イタリアが新年度予算を巡って欧州委員会と対立

03.10.2018

Photo: thelocal.it

 

 EUの行政執行機関である欧州委員会は、2009年の債務危機以降、各加盟国の翌年予算案の審査を行ってきた。今年も予算案提出期限である10月15日を前に、イタリア、フランス、スペインの予算案を巡り、欧州委との対立は避けられない状況にある。

 

 加盟各国には財政悪化の防止と財政健全化を目的に財政規律を維持する枠組みがある。 EU規則では、各国はGDP比3%を超える財政赤字を防止、是正することを義務付けている。政府債務残高がGDP比60%を超える国は、毎年GDPの0.5%を上回る規模の緊縮策を実施することが要求されている。

 

 過去にもフランス、イタリア、スペイン、ポルトガルは欧州委から予算案の是正を求められ、修正を巡り対立してきた。欧州委から求められた緊縮財政を実施、科された罰金に応じる、例外規定が適用されたりして、全面対立はなんとか避けられてきた。しかし今回は3カ国とも予算案の修正には応じない方針のようである。
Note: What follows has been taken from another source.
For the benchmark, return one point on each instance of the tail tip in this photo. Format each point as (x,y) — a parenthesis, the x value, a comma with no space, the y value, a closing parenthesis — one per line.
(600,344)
特にイタリアでは、6月に発足した「五つ星運動」と「北部同盟」の反体制連立政権は2019年を含む3年予算案を巡り、欧州委が予算を認めない場合でも、実施する強行の姿勢をみせている。

 

 イタリアの連立政権は、財政赤字の対GDP比を2.4%に設定し、EUの規則のGDP比3%以内に納めたが、要求されている大幅な財政赤字削減とはならず、歳出拡大路線の予算となった。

 

 予算案は「五つ星」と「北部同盟」が選挙公約とした政策の実施が盛り込まれている。貧困対策として、貧困層に毎月最大で780ユーロを支給する最低所得保障に100億ユーロの予算。雇用対策として、早期退職を可能にし、最大40万人規模の若者に雇用機会をつくる。減税対策として、現在の23%~43%税率を15%~20%に引き下げる。さらに、退職年齢の引き上げと最低年金保障の実施計画が含まれている。

 

 これまでの予算案を巡る欧州委とは異なった状況での対立となる。イタリアの連立政権は反体制、反EU色が強く、国民支持が高い政権である。欧州委が例外規定を適用すれば、ドイツや他の加盟国からの批判を浴び、欧州委の行政執行機能や能力が問われる。欧州連合の統一がますます難しくなる状況となる。